Alice Cooper: Clones [We’re All] US 7″ 
- Clones [We’re All]
- Model Citizen
From time to time we’ve paused to excoriate the flabby, aged rockers who have tried , with varying levels of failure, to hitch their wagon to the exciting new sound of New Wave, that was not exactly spreading across America in the late 70s. Why then, did they traffic in this self-deceit? One might assume that they had spent too much time in the chic discos of the bright young things who partied in NY/LA. If they had ever left their limo backseats and encountered the “real America,” that people like me lived in, they would have understood that the appeal of this “New Wave” was strictly with fringe boho malcontents with liberal arts degrees, and that mainstream America didn’t read “Interview” and cared more about six-packs and tractor pull events.
So in an ill-informed quest for “hipness” and “cachet,” many a long-in-tooth rock star dabbled with the New Wave with the net result being embarrassment [one hoped]. But not all succumbed and ended up with egg on their faces. Some, like Alice Cooper, managed to craft fantastic records like this one which were not downmarket slumming but actual reveling; resulting in records that approached mastery of the form!

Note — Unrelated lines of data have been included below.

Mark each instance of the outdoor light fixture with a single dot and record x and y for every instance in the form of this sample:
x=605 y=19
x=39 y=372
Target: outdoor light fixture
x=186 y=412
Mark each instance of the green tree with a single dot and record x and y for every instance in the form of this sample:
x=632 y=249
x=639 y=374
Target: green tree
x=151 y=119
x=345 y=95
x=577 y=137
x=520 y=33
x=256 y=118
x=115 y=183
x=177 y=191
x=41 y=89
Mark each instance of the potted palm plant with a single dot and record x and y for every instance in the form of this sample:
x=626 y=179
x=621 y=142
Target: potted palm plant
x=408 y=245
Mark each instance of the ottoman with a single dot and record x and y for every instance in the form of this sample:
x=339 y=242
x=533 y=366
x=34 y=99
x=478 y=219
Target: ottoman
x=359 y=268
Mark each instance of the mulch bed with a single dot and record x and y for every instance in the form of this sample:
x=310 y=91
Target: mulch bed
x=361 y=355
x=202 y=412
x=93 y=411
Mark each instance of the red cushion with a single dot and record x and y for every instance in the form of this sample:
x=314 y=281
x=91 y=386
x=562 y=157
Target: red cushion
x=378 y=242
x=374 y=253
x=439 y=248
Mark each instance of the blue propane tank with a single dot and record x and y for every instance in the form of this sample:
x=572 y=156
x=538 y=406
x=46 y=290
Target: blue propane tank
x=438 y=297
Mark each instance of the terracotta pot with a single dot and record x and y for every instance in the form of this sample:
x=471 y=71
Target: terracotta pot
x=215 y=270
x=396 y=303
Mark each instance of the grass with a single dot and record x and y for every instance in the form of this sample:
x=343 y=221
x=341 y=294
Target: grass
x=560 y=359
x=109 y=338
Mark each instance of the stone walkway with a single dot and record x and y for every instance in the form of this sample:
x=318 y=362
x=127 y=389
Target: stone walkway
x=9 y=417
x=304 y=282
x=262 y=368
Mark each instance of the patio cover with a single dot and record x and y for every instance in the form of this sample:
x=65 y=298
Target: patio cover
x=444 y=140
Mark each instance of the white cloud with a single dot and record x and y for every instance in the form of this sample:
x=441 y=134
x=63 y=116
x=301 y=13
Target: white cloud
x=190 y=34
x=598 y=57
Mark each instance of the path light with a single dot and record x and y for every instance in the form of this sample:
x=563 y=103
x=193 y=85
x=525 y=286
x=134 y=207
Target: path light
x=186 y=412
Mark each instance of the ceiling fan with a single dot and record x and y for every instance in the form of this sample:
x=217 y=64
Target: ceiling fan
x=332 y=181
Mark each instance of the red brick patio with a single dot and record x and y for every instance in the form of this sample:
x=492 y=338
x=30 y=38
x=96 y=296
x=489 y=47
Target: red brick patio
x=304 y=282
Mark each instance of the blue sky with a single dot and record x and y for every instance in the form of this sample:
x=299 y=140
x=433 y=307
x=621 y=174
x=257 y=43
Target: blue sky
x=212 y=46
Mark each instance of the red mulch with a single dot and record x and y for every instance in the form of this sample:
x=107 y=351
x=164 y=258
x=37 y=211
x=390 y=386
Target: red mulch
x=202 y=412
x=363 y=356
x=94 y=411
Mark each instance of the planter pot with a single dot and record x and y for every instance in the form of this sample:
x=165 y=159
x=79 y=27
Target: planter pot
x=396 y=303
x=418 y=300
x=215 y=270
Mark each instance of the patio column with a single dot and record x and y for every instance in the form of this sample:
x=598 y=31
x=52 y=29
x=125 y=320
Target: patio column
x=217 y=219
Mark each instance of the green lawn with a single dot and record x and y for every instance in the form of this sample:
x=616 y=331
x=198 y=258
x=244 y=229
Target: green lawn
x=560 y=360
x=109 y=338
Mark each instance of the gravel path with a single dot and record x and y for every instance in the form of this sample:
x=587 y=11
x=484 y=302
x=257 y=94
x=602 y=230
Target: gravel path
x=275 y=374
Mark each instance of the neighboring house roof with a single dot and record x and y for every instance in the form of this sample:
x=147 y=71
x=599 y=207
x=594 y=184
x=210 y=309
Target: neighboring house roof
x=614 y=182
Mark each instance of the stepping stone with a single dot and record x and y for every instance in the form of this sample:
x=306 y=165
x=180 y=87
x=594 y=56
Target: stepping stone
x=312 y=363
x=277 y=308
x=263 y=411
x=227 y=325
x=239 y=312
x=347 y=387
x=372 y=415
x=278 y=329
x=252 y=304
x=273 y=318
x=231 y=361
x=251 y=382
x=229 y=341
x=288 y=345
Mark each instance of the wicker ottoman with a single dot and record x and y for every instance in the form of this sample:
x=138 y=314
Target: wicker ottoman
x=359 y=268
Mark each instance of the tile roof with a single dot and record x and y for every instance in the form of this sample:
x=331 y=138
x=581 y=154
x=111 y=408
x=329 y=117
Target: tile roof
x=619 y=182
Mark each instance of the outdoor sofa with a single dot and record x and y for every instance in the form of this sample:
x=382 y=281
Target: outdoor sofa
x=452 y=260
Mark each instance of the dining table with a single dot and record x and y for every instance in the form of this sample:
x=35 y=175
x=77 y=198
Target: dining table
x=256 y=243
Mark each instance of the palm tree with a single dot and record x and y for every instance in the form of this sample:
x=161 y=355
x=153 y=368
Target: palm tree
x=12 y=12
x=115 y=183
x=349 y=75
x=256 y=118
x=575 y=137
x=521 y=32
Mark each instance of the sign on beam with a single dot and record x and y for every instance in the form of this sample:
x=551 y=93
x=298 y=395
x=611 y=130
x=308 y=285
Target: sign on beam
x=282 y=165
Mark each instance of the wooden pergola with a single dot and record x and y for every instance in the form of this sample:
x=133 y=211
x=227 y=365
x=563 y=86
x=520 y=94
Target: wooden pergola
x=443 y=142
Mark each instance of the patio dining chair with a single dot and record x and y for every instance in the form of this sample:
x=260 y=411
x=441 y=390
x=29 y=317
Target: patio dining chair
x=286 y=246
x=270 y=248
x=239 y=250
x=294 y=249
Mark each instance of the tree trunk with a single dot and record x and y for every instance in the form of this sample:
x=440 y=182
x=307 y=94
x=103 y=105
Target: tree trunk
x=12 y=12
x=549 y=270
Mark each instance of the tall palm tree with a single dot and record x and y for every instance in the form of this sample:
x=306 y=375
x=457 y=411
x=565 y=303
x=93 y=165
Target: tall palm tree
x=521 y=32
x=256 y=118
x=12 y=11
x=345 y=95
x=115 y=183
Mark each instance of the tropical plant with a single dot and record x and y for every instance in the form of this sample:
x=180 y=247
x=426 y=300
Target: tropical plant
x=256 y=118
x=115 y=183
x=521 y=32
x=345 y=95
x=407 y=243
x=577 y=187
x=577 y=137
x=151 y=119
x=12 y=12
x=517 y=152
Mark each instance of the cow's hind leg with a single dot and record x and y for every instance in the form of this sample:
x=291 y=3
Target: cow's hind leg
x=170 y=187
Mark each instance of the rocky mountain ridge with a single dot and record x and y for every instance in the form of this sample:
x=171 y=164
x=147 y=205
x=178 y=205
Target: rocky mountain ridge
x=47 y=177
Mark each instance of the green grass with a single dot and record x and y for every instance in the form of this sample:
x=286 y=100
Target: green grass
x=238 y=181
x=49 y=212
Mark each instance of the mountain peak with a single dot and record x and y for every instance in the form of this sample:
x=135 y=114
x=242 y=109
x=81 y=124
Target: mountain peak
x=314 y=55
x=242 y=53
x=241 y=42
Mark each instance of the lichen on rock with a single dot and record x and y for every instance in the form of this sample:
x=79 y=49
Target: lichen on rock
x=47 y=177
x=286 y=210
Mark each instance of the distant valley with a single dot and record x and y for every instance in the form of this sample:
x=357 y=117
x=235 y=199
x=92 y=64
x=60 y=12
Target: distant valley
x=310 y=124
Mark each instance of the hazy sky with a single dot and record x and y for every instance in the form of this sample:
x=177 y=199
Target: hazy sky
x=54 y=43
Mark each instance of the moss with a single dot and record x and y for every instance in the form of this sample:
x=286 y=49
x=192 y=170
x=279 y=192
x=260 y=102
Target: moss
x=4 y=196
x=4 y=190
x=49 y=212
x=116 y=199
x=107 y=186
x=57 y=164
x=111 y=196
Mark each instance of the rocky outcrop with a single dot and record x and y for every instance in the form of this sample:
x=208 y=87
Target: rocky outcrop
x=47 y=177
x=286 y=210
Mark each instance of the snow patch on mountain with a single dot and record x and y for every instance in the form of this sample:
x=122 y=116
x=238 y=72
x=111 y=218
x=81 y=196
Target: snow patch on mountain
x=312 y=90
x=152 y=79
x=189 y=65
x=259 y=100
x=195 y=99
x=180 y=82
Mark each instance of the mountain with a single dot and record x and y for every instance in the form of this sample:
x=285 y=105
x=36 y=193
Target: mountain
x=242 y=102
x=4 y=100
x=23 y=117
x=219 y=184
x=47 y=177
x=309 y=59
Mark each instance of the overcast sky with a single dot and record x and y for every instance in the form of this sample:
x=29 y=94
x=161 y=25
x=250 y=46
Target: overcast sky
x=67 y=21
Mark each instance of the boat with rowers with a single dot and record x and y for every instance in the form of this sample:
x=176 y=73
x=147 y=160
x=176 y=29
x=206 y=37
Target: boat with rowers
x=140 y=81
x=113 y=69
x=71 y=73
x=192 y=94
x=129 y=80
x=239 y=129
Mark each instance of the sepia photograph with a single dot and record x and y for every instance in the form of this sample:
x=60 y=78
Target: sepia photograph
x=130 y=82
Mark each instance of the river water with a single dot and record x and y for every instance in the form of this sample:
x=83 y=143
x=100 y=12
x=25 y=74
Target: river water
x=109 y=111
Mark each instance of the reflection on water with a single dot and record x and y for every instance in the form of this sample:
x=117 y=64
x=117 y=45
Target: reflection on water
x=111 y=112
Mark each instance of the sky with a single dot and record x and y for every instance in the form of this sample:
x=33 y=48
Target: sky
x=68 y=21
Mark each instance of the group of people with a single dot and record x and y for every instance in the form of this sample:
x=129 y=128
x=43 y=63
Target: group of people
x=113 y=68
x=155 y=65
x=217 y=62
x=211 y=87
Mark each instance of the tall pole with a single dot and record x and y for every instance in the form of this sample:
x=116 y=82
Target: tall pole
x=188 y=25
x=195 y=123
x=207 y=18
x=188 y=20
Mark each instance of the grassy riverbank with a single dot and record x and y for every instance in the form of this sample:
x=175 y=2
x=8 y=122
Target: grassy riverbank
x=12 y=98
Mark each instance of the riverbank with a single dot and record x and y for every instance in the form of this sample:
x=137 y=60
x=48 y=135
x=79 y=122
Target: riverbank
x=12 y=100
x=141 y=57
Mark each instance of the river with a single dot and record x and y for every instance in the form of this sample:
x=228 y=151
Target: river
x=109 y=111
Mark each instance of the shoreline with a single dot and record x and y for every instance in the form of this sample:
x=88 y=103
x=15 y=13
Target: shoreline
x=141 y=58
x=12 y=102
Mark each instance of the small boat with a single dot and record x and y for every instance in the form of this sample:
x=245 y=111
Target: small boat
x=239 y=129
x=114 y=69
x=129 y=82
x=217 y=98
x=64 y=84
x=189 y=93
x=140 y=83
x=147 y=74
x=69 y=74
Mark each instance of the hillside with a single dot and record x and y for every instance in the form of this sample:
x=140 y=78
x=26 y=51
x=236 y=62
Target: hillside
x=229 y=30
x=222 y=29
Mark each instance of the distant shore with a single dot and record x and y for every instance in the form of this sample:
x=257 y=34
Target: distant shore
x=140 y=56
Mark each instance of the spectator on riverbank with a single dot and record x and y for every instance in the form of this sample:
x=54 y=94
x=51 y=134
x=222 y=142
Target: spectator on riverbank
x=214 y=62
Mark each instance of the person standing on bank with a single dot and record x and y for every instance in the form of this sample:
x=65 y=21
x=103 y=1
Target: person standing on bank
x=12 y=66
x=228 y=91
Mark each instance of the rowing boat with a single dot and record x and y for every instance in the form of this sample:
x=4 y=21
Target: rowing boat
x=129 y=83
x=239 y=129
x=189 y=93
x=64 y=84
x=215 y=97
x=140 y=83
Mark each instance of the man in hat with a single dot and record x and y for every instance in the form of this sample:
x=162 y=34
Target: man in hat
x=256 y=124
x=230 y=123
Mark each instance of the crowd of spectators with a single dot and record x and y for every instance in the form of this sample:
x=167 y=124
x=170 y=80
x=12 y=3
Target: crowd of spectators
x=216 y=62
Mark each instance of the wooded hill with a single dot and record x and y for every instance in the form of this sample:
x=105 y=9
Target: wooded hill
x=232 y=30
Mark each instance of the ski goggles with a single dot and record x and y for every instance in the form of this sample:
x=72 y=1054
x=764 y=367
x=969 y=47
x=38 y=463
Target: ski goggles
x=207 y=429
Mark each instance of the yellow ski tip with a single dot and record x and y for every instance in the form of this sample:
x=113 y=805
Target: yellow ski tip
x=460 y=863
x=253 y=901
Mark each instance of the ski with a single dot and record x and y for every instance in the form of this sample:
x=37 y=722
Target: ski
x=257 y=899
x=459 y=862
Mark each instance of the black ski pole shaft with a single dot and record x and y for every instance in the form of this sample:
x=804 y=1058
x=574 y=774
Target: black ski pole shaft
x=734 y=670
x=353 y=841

“Clones [We’re All]” begins with the sound of a trusty Roland CR78 plugging away with some good, old fashioned rhythm box chug followed by the doppler shift of a siren guitar. Then when the tritone synthesizer riff begins, all bets are off as what sounds like a killer tune from the first Cars album unfolds. Which is not surprising since this record was produced by Roy Thomas Baker. After some stark, punk-ish power chords, Cooper joins the tune with a marvelous narrative of alienation and identity loss that takes classic New Wave tropes and flies with them!
The middle eight expands the narrative to tell of “number six” who is having trouble adjusting to his status as a clone! Yeah, I smell a “Prisoner” reference too! The tale of lost individuality has more than a whiff of DEVO to it and in fact, seems to presage elements of their “Puppet Boy” which wouldn’t exist on wax for another four years. Cooper nails the emotional core of the song with the refrain of “I just wanna be myself, be myself, be myself.”
The production is classic RTB New Wave, and now that I think of it, he’d be manning the boards on the “Oh No, It’s DEVO” album two years hence. The vocal production favors dry, isolated [of course!] vocals from Cooper and he adopts several points of view that have their own treatments to differentiate them from one another. This was Cooper’s last top 40 single for many years until his late 80s pop metal resurgence, but one can’t help but be impressed with his results on this number, which was written by one David Carron. In picking this song and choosing Roy Thomas Baker to produce it, Cooper showed enormous savvy in being a singular reptile capable of shedding his hard rock skin for some angular New Wave that hits multiple high points of the genre without failure. I’m certainly going to have to investigate the full “Flush The Fashion” album from whence this came and report back with my findings.